Opinie | Ook leerlingen op het vmbo moeten goed geschiedenisonderwijs krijgen

Het geschiedenisonderwijs op het vmbo is al jaren een ondergeschoven kindje. Zo hebben de meeste vmbo-leerlingen hoogstens twee jaar geschiedenisles, is het examenprogramma eurocentrisch en staan de lesuren al jaren in de verdrukking. Met de komst van de ‘nieuwe leerweg’, de samenvoeging van de gemengde- en theoretische leerwegen in het vmbo, wordt de laatste nagel geslagen in de doodskist van het vak geschiedenis.
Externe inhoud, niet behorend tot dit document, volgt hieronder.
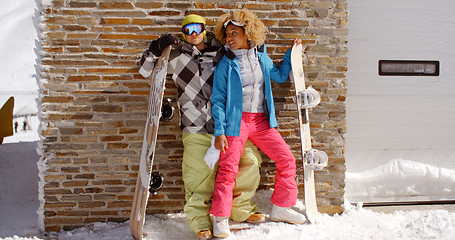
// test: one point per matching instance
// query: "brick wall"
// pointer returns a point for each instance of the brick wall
(93, 101)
Zo staat het geschiedenisonderwijs op het vmbo wederom op de tocht.

Vanaf het huidige schooljaar mag elke school een ‘praktijkgericht programma’ (PGP) aanbieden binnen beide leerwegen van het vmbo; de theoretische leerweg (tl) en de gemengde leerweg (gl). Het PGP bestaat uit praktijkgerichte opdrachten (bijvoorbeeld het ontwikkelen van een duurzame menukaart voor een restaurant) en een programma ‘overstijgende vaardigheden’ (zoals taalvaardigheid, analytisch denken en samenwerken). Deze curriculumwijziging is bedoeld om leerlingen zich beter te laten oriënteren op hun toekomstige beroep.

De bedoeling van het PGP is niet onzinnig. Maar de manier waarop het wordt geïmplementeerd, staat haaks op de wensen van politiek Den Haag en de samenleving. Moest er namelijk ook niet meer aandacht komen voor het koloniale verleden, burgerschap en de Holocaust? Daarnaast worden Nederlandse jongeren dagelijks via sociale media geconfronteerd met beelden van bijvoorbeeld de conflicten in het Midden-Oosten en de Oekraïne. Om deze zaken te begrijpen, heb je historische kennis nodig. Die heb je eveneens nodig om kritisch te kunnen omgaan met nepnieuws. Ook dat is een typische denkvaardigheid binnen het schoolvak geschiedenis.

Waar is de borging van de kwaliteit van het curriculum, waar is de samenhang?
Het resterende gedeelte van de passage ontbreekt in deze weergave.